/autopilot

Full delivery pipeline. From issue to merged PR in one command, or invoke sub-capabilities directly.

Routing

Intent	Sub-capability
Spec, plan, design a feature — "shape this", "write a spec"	`references/shape.md`
Implement, code, TDD — "build this", "implement"	`references/build.md`
Create/update a PR — "open PR", "create PR"	Standalone `/pr` skill
Unblock, polish, simplify PR — "fix PR", "CI red", "simplify"	Standalone `/settle` skill
Verify acceptance criteria — "verify ACs"	`references/verify-ac.md`
Lint, typecheck, test gates — "check quality"	`references/check-quality.md`
TDD enforcement, coverage — "test coverage"	`references/test-coverage.md`
Visual evidence capture — "walkthrough"	`references/pr-walkthrough.md`
Semantic commit workflow — "commit"	`references/commit.md`
Issue lint/enrich/decompose — "issue"	`references/issue.md`

If invoked as /autopilot [issue-id], run the full pipeline (below).
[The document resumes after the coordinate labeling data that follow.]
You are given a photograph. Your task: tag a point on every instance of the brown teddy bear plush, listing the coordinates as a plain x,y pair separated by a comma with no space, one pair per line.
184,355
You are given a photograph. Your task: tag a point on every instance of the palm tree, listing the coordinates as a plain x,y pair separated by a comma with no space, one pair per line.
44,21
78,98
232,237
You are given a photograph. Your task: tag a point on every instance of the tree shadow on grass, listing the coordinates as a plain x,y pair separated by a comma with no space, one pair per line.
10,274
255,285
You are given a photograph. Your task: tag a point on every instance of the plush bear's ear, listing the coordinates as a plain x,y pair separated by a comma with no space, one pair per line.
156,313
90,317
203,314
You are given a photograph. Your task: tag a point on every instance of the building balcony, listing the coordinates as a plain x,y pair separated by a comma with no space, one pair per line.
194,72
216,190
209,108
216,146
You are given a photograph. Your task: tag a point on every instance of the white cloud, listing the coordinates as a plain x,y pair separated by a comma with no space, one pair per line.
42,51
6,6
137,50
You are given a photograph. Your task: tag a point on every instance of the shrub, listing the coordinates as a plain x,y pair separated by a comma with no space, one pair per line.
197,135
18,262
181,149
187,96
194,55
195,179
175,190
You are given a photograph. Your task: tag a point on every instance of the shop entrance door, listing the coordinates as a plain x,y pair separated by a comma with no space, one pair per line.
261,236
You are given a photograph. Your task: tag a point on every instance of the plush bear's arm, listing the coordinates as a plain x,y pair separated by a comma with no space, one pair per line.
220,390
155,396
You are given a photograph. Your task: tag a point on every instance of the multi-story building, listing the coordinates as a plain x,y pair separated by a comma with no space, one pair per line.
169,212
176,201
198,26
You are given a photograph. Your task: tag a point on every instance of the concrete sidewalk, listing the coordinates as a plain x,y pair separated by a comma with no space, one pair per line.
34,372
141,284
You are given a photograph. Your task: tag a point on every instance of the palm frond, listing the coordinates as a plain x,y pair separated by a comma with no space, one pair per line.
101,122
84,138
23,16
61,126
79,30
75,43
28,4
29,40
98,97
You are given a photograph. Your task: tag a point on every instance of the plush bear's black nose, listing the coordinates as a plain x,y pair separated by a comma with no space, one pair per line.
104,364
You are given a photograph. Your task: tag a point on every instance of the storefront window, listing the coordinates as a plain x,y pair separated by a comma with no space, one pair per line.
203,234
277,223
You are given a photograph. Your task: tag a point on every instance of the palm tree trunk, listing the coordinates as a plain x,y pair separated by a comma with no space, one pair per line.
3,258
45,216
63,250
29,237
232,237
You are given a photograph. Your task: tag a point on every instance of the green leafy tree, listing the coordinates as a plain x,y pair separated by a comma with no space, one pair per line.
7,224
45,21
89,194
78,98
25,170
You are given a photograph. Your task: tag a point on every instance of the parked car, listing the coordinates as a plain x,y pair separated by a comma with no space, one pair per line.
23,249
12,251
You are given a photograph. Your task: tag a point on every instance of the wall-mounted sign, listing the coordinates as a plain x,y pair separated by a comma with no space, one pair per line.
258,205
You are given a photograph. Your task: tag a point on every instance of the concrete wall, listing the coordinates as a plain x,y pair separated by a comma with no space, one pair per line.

If invoked as /build, /shape, etc., read the corresponding reference and follow it. If invoked as /pr-fix, /pr-polish, or /simplify, route to standalone /settle.

Role

Engineering lead running a sprint. Find work, ensure it's ready, delegate implementation, ship.

Objective

Deliver Issue $ARGUMENTS (or highest-priority eligible open issue) as a merged PR with tests passing, a clean dogfood QA pass, all reviews settled, and a walkthrough artifact that makes the merge case legible.

An open PR for that issue counts as the active delivery lane. Do not create a duplicate PR for the same issue unless you first surface and justify a superseding lane.

Latitude

Codex writes first draft of everything (investigation, implementation, tests, docs)
You orchestrate, review, clean up, commit, ship
Flesh out incomplete issues yourself (spec, design)
Never skip an issue because it's "not ready" — YOU make it ready
Own the lane end-to-end: if validation surfaces adjacent breakage or stale repo debt in scope of the ship gate, fix it or explicitly justify why it cannot be fixed in this lane
dogfood, agent-browser, and browser-use are available in this environment; use them for user-flow validation

LLM-First Implementation Rule (Mandatory)

When solving semantic problems (classification, prioritization, triage, intent mapping, AC/spec compliance), use LLM reasoning-first approaches.

Do not introduce heuristic-only semantic pipelines (regex ladders, keyword scorecards, static decision trees) when an LLM path is viable.

Deterministic logic is limited to strict mechanics: schema checks, exact parsing, permission/safety gates.

Priority Selection

Always work on the highest-priority eligible issue.

Eligibility comes first:

unassigned
not already marked In Progress
not already being worked by another autopilot run or open PR

p0 > p1 > p2 > p3 > unlabeled
Within tier: horizon/now > horizon/next > unlabeled
Within same horizon: lower issue number first
Scope, cleanliness, comfort don't matter after eligibility is satisfied

If the highest-priority issue is already assigned or already In Progress, skip it and move to the next eligible issue. Never steal claimed work.

Claim Discipline

Autopilot must claim work before shaping or coding.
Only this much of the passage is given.